Она резко встала, поманивая меня пухлой рукой. Все это произошло так стремительно, что я даже не сразу сообразила, что случилось и куда она бежит. А жаба уже неслась вон из кабинета, даже не оглядываясь, поспеваю ли я следом. Она шла по интернатовским коридорам, и от нее зловеще пахло болотом.
В интернате было все, как и везде. Вот на стенах детские рисунки – или конкурс какой-то, или какой-то отчет перед меценатами. На подоконниках, под пелериной из короткого несвежего тюля – папоротники и драцены в исполинских керамических горшках. Пол из виниловой плитки – местами ободранной и очень скользкой.

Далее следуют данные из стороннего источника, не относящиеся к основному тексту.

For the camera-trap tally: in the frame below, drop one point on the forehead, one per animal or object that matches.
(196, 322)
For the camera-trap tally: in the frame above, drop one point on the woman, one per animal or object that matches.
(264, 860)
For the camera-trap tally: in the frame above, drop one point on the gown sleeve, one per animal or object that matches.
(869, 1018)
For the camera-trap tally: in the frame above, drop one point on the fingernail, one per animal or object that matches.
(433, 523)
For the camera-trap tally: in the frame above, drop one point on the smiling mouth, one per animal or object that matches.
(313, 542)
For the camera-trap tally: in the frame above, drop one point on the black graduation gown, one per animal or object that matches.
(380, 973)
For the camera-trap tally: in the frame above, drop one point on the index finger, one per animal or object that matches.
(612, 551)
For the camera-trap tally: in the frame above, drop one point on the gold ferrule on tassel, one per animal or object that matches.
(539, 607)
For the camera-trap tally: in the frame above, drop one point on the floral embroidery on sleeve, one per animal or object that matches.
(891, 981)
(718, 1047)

Меня немного покоробило то, что потенциального подопечного мне уже подобрали. Без меня – моего мнения и моего участия. Я не была до конца уверена, но мне искренне казалось, что в выборе подопечного должна поучаствовать и я – черт знает как… может быть, рассказать о вкусах, интересах, предпочтениях и ближайших планах. И в том, что меня не спрашивали и со мной ничего не обсуждали, мне чудился какой-то подвох. Было неприятное подозрение, что все сделано для того, чтобы я «провалилась» – даже не знаю, может быть, я каким-то образом не сошлась бы с ребенком, не смогла бы найти общий язык, и тогда эта жаба смогла бы гордо полоскать меня по всем инстанциям, до которых бы добралась. Это бы сделало ее жизнь на пару месяцев веселой и счастливой. Потом она бы опять тухла в своем болоте без новых ярких впечатлений и побед над внешним миром.
А подвох действительно был. Оля была глухонемой. Десятилетний глухой интроверт. Провал для всех, кто ранее пытался достучаться до ее нутра. Достать из этого ящика что-то, кроме вызубренных уроков и рассказа о любимой книге, еде и игре. Очень складный и очень неискренний рассказ.
В момент знакомства для меня сразу рухнула львиная доля всех планов, иллюзий и надуманных мной стратегий покорения детского сердца. Я грезила совместным походом в консерваторию, занятиями в музыкальном классе (когда-то я и сама училась в музыкальной школе, но забросила), иностранным языком и даже записью видеосюжета на телевидении – знакомые телевизионщики сказали, что не стали бы возражать, если бы я привела на студию какую-то сиротку в рамках знакомства с профессией. И тут…
Оля ждала нас в игровой комнате – это такой кабинет, где стоит только пара парт и детских стульчиков, а пол застелен необычно чистым ковром и всюду лежат игрушки, конструкторы, раскраски, книги.
Оля сидела за столом, поджав одну ногу, и читала. При нашем появлении она явно нехотя подняла глаза от книги и сосредоточенно осмотрела сначала заведующую, затем меня, затем опять заведующую. Перехватив Олин взгляд, жаба громко (хотя глубина звука не играла в этой ситуации никакой роли) и активно артикулируя, сообщила:
– Вот, Оля. Это Вероника Игоревна, твой новый друг и наставник.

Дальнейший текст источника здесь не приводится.